On the way to the gig
I stopped by the sea  
the tide was in and slow.
I stood on grey and mellow
stones, marked time, looked out 
to the horizon.

A white duck meandered 
by, and as I tried (crimped 
hands, cramped knees) to revive
the swing, the feel of lines
it parked me beside me: 
white feathers, round stones. 

There were drumbeats and
triplets and words I could not 
remember, though I stared
hard at the sea, the way 
the duck did, for verse, bridge 
chorus to reappear

which they didn’t, despite 
the tight paradiddles 
of my heart and quavers 
in my knees, so I watched
the duck and the duck watched 
the sea until I had to leave,

and I think I played pretty tight,
that night at the Royal Albert.

Jillian Sullivan
“A poem, published in JAAM, from when I was a drummer (in the all- female band Red Dress, and full of nerves before a gig.”

Amy Winehouse on St Clair Esplanade

A breezy day on the Esplanade,
where nothing escapes the view,
a kid high on a can of Red Bull,
guys in hoodies puffy as cobras.
Drifting from their wound-down window,
the sob-sister on a squawk box,
— make me go to rehab, but I said no, no, no!

Backflips through an ocean’s backyard,
with dipsticks, dropkicks, surf wipe-outs,
salt haze drifting like a filmy drape,
floaty over barren rocks, eroded sand dunes,
flowers yellow as a lick of butter,
yellow as sunshine,
— make me go to rehab, but I said, no, no, no!

I buy a chocolate ice-cream cone for you.
Smiley faces and stuck-out tongues,
there’s e-scooters, shiny shells of cars,
and peeled from a seal-black wetsuit,
the pipe-band drum-major’s leg tattoo,
— make me go to rehab, but I said no, no, no!

Your pointy leather boots clack on concrete,
while hunch-backed scolds of gulls
are moving red-webbed feet to a ska beat,
they’re crying out like Amy Winehouse,
— ska, ska, ska!  — no, no, no!

The evening sky vamps like a lava lamp
of tie-dye kaftan mauves and yellows,
but now there’s no scamp Amy Winehouse
to echo along with the seagulls,
— ska, ska, ska! — no, no, no!

David Eggleton
published in Otago Daily Times in 2024

Organology

I dropped my new earrings in the sink
and fished them out again. Only a small dark

fingerprint of tarnish gave any indication
of their drainward descent. I wore them out

to the orchestra, where we stared up the legs
of the cellists, in the cheapest of cheap seats.

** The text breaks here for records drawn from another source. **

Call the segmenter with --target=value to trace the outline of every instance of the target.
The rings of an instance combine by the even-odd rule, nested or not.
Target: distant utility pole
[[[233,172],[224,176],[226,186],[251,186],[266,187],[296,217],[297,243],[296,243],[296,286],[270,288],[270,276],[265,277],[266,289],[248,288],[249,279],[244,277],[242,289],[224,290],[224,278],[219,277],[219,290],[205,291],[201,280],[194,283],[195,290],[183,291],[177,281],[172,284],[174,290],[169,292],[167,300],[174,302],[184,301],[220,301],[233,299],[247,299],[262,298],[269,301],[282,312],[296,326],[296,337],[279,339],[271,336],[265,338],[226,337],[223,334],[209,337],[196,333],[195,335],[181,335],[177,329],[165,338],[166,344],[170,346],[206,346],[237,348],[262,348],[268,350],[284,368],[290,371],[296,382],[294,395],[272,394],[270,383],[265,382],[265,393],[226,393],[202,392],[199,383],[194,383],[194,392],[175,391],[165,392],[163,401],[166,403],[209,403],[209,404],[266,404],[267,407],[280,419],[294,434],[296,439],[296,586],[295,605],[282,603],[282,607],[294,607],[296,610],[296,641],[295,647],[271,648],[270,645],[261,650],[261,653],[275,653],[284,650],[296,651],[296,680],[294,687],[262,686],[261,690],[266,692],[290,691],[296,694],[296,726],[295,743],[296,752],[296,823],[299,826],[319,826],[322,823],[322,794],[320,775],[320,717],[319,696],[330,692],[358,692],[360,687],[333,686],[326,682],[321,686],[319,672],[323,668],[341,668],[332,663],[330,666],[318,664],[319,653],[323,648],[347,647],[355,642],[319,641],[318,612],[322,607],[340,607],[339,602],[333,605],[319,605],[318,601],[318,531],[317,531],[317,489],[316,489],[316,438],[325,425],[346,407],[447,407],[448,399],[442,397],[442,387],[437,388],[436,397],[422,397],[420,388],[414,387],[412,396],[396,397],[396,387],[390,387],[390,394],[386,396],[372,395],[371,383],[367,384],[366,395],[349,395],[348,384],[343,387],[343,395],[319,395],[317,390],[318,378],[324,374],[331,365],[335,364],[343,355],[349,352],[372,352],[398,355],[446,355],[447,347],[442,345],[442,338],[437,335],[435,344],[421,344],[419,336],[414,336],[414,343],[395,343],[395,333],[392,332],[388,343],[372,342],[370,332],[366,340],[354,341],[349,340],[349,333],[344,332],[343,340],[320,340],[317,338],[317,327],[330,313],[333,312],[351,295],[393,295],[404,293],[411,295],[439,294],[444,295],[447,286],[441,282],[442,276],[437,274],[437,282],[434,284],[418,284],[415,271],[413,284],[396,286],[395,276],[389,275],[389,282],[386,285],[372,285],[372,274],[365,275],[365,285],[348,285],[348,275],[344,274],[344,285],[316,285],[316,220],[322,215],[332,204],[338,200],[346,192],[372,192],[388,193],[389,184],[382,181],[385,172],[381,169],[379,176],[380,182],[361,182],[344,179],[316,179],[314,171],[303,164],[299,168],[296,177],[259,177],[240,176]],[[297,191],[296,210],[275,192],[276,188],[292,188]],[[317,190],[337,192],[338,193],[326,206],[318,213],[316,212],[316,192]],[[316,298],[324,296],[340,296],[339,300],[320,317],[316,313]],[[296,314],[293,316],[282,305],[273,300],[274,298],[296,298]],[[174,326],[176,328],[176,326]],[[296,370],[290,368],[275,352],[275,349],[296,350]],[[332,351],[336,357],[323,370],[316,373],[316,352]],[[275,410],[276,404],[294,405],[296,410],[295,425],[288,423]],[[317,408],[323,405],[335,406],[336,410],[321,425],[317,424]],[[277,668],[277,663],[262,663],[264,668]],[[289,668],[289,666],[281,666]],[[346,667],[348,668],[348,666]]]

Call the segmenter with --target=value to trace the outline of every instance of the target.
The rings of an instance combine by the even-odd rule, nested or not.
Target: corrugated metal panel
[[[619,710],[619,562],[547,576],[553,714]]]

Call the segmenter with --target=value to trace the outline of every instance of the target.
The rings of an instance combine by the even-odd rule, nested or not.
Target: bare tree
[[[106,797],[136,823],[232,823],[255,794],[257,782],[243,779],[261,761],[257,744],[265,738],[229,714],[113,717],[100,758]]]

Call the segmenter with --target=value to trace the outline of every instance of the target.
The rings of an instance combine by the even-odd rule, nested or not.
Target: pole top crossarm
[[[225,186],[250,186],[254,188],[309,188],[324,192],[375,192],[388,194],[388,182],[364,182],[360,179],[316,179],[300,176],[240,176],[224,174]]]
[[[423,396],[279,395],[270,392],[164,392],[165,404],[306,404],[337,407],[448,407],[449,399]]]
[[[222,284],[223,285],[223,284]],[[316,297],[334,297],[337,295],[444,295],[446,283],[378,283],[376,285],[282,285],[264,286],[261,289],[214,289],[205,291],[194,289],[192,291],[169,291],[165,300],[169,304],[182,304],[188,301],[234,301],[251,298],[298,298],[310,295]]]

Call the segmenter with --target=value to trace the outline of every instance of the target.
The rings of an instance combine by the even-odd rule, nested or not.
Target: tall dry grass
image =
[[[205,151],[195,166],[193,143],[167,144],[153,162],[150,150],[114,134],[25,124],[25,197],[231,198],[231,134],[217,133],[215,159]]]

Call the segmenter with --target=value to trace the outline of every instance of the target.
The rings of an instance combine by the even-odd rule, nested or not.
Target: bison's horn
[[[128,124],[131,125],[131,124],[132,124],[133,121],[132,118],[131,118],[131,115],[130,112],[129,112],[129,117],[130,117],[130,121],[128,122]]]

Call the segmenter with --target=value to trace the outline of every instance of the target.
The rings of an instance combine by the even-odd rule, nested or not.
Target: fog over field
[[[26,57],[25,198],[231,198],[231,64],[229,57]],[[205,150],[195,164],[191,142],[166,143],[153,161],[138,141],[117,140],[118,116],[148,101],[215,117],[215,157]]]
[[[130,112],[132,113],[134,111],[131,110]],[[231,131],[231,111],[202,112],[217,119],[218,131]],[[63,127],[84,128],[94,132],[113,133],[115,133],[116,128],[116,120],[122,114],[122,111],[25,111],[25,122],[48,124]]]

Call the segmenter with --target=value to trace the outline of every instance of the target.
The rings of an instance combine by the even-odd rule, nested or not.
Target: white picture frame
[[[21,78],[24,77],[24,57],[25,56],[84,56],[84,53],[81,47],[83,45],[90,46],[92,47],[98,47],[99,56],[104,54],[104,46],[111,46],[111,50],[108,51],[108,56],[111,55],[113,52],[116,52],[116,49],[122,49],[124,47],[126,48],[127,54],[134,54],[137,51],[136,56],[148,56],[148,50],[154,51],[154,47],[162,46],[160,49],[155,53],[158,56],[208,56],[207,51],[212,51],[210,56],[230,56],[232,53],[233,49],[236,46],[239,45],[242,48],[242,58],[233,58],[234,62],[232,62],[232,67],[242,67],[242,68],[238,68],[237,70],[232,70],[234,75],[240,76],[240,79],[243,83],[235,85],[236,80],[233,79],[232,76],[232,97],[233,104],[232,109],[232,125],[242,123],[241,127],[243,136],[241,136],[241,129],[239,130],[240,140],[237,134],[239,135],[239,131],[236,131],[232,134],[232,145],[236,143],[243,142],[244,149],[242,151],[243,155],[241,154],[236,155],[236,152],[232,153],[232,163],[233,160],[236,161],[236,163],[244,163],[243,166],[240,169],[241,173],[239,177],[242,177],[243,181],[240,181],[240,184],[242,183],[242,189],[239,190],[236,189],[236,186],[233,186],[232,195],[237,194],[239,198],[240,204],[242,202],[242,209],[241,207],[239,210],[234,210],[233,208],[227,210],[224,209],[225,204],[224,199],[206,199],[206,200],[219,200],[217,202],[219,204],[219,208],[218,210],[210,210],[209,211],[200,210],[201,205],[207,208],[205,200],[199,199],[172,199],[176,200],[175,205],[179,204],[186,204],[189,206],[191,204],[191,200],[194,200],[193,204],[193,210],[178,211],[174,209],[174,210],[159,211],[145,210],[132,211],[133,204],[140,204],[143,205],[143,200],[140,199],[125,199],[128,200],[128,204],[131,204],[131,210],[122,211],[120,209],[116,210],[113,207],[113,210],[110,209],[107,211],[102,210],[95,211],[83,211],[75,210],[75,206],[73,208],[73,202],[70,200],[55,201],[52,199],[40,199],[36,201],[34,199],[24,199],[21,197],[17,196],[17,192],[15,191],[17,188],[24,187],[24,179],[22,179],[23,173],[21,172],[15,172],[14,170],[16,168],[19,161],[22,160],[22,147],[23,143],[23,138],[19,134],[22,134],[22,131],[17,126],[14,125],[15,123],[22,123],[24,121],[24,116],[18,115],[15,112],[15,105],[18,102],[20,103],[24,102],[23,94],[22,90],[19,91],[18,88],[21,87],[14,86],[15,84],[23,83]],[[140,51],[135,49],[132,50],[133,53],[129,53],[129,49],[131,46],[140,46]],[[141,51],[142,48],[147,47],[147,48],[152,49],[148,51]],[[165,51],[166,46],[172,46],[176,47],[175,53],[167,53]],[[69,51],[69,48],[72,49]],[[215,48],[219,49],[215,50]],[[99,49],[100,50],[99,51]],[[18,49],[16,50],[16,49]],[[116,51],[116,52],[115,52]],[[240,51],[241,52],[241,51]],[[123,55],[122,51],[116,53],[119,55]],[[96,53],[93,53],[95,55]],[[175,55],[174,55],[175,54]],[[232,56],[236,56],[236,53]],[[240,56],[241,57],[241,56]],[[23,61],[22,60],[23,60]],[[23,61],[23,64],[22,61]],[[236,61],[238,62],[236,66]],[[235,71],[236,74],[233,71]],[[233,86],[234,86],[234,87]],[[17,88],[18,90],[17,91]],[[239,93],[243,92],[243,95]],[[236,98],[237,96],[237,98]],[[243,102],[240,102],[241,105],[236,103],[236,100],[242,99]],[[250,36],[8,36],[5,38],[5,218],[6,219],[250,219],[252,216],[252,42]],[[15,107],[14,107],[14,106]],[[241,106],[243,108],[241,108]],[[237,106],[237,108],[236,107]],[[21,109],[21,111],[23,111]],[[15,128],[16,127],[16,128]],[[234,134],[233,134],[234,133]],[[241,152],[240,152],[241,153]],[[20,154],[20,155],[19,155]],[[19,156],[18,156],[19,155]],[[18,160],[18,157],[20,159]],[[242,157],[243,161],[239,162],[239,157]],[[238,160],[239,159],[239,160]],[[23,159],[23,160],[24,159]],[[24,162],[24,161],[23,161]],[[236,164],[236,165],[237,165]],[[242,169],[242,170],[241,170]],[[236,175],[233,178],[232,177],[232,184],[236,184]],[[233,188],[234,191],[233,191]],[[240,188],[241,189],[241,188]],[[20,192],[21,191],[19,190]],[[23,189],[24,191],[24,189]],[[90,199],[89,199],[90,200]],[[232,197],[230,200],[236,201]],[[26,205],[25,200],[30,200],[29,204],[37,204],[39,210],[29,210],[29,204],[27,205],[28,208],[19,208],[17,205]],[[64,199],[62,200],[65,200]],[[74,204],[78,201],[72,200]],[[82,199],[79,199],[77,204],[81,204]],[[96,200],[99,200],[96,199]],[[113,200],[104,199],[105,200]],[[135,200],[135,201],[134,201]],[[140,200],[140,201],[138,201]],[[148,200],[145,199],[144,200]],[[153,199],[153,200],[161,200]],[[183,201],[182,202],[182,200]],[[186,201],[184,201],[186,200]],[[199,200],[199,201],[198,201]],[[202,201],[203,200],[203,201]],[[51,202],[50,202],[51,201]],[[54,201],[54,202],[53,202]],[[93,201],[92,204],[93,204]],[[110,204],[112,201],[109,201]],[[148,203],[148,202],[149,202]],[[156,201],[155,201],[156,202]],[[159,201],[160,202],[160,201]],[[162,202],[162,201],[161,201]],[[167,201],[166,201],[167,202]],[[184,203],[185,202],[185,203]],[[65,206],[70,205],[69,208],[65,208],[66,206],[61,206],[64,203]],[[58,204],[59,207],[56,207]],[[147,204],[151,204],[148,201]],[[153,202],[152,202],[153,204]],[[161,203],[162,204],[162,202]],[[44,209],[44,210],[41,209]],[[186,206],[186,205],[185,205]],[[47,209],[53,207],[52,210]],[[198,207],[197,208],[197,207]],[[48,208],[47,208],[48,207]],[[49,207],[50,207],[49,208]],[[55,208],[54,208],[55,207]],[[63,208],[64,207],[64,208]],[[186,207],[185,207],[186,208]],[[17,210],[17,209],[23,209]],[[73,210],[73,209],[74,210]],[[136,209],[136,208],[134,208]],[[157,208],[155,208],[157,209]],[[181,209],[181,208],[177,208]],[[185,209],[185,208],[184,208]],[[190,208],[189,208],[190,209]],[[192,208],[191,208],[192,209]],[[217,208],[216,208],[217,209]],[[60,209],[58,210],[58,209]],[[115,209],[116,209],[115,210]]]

Sitting there with a new friend I wondered how
it all turned out like this — libraried afternoons, waiting

nights, hurried mornings — all these violins oiled
by the fingers of guys who would have worn wigs

and white powder and all the rest of it. My friend told me
he cried, and I chose to believe him. He has eyes

like I’ve seen in photographs from 1912. The evolution
of cornets mimics the evolution observed in fossils.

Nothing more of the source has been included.